The 2011 PNW Drupal Summit is over and I thought I might mention some highlights. My wife and two month old son came along to spend the weekend seeing the sights in Portland, so given that this was the first road trip with our first child, the complete absence of catastrophe was certainly the highest of the highlights. As for the conference itself there were many others, of which I will mention a few.
Two sessions that really stood out were presented by some folks from ImageX Media up in BC. Vanessa Turke presented Developing Information Architecture with Non-Technical Stakeholders and Glenn Hilton presented How to Recruit and Retain Top Talent. Both presentations were extremely well organized, informative, and, importantly, relevant to the projects I am working on for my clients right now. It's great hearing from really sharp folks who are doing things right and are willing to share what they have learned.
Mark Sonnabaum's presentation on XHProf has added another tool to my kit. A powerful and (relatively) simple way to debug performance issues - I should have been using this a long time ago.
Another super relevant session was Stein Setvik's discussion of the Search API in Drupal 7. I have a Drupal 6 to 7 migration project coming in the near future which involves the Apache Solr integration module. That module exists and is being actively developed for Drupal 7, but the relationship of that to Search API (there is none) wasn't previously clear to me, nor was I clear on the best choice between those two solutions. I feel fairly confident now that the Search API is the best way to go for this project at this time, and likely for any project at sometime in the future as it matures.

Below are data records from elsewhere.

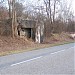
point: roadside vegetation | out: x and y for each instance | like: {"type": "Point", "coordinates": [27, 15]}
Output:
{"type": "Point", "coordinates": [57, 16]}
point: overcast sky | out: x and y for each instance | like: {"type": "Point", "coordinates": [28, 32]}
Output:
{"type": "Point", "coordinates": [73, 5]}
{"type": "Point", "coordinates": [40, 3]}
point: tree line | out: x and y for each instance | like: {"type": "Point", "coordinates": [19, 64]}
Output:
{"type": "Point", "coordinates": [57, 15]}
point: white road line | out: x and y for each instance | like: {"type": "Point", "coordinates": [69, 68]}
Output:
{"type": "Point", "coordinates": [37, 57]}
{"type": "Point", "coordinates": [61, 50]}
{"type": "Point", "coordinates": [26, 61]}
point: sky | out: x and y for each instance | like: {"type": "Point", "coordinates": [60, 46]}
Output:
{"type": "Point", "coordinates": [40, 3]}
{"type": "Point", "coordinates": [73, 6]}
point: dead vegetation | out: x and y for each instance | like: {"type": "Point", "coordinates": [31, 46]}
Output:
{"type": "Point", "coordinates": [9, 45]}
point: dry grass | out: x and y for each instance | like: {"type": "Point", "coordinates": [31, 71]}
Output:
{"type": "Point", "coordinates": [17, 45]}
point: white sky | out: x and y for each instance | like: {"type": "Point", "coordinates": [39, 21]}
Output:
{"type": "Point", "coordinates": [73, 5]}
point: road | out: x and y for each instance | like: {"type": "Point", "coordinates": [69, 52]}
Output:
{"type": "Point", "coordinates": [47, 61]}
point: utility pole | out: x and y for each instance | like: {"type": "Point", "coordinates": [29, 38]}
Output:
{"type": "Point", "coordinates": [14, 23]}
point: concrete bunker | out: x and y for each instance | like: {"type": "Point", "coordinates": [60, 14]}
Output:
{"type": "Point", "coordinates": [26, 28]}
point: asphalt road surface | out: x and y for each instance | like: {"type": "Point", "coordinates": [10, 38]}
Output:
{"type": "Point", "coordinates": [56, 60]}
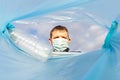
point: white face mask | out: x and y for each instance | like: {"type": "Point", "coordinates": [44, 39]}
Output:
{"type": "Point", "coordinates": [60, 45]}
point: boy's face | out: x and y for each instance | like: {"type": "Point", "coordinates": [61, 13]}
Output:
{"type": "Point", "coordinates": [59, 34]}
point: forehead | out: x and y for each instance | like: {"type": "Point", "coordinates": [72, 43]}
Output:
{"type": "Point", "coordinates": [59, 32]}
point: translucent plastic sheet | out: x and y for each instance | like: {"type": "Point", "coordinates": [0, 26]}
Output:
{"type": "Point", "coordinates": [99, 59]}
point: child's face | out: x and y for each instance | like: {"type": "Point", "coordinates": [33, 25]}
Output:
{"type": "Point", "coordinates": [59, 34]}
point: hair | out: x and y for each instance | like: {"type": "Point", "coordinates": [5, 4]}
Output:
{"type": "Point", "coordinates": [59, 27]}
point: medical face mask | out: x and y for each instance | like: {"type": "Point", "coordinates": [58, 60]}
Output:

The Media module session by Dave Reid was another great disambiguation session. Media has been evolving pretty rapidly. It's been hard to keep up from one release to the next with what the current crop of dependencies are (file entity, styles), what the recommended field types should be (media field / file field), etc. Dave walked through the history of the module in Dickensian fashion, detailing the past, present, and projected future, giving me a lot more confidence that I am and will be deploying the best configurations of Media for clients going forward.
Josh Koenig's Drupal Scalability and Performance talk was notable for several reasons. His speaking is animated and colorful, he know's his shit (and that is how he might say it - see the previous item about his speaking being colorful), and the Pantheon sales pitch that inevitably found its way into the talk is really compelling. As a developer, server administration is something I do because I have to, because my applications won't run if they don't have a server to run on, and more commonly, they may run poorly if I leave server administration to my clients or to whoever they might hire to do it for them. The promise of something like Pantheon is that I won't have to worry about that. I could spin up a server in minutes that has been configured by someone even better at that than I am, which means I can spend more time on development. Of course Pantheon is still in a closed beta and pricing isn't yet clear, but assuming that is reasonable it may become my go to Drupal server platform.

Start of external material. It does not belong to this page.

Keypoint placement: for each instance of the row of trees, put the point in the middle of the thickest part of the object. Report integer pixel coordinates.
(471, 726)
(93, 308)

And I should probably mention one final highlight: the bottle openers. These were given to attendees at registration along with a t-shirt and badge. It took me a bit to figure out what they were. They are constructed of a bicycle chain attached to a piece of a gear. In the picture it looks like a bottle opener, but that is due to my careful arrangement of the chain. When the chain lies loose these appear to more closely resemble improvised prison weapons, which seemed a poorly considered choice for Drupal summit schwag. But a bike part bottle opener certainly makes sense with bicycling and beer being notable elements of Pacific Northwest culture. So thank you Drupal Summit organizers!